What to watch in year four

Three things will tell us whether these base rates are settling or shifting:

  1. Does the validity-survival rate hold as the docket matures? The validity decisions behind our 88% will keep accumulating, and the two Court-of-Appeal landmarks of 25 November 2025 — on inventive step and on sufficiency of disclosure — will frame how year-4 validity challenges are argued. If the CoA's inventive-step approach tightens, expect the revocation share to firm up, not fall.
  2. Does the CoA keep overturning merits decisions at ~33%? About a third of the first merits appeals were reversed. As the appellate pool grows, that reversal rate is the key number for anyone deciding whether a first-instance UPC win is bankable or merely round one.
  3. Does the divisional preliminary-injunction spread narrow? With a 20-plus-point gap between divisions today, year 4 will show whether the Court of Appeal's harmonisation of the urgency and proportionality standards pulls the divisions closer together.

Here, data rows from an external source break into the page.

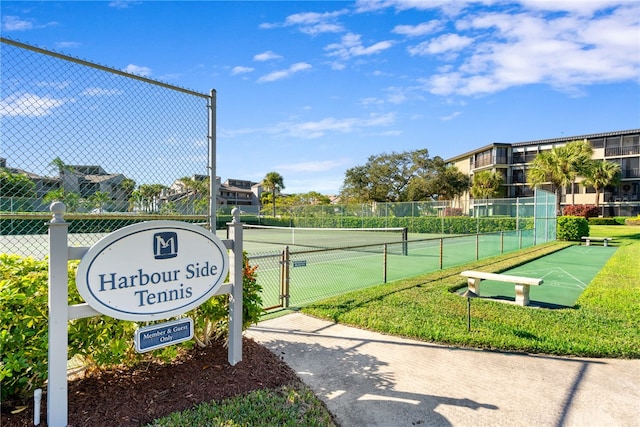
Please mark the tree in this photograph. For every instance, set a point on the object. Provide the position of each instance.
(198, 190)
(444, 182)
(147, 197)
(99, 199)
(403, 177)
(486, 184)
(16, 185)
(559, 167)
(600, 174)
(273, 183)
(69, 198)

We will refresh every figure above as the year-4 decisions land. The base rates are now stable enough to plan around — not yet so settled that they will not move.

Want the live base rate for your division, technology, or opponent before you price a settlement? That is what UPClytics is built for. Explore the data.

Sources

See the data behind the analysis.

Every article here is built on UPClytics — cross-case UPC analytics on divisions, judges, firms, and outcomes.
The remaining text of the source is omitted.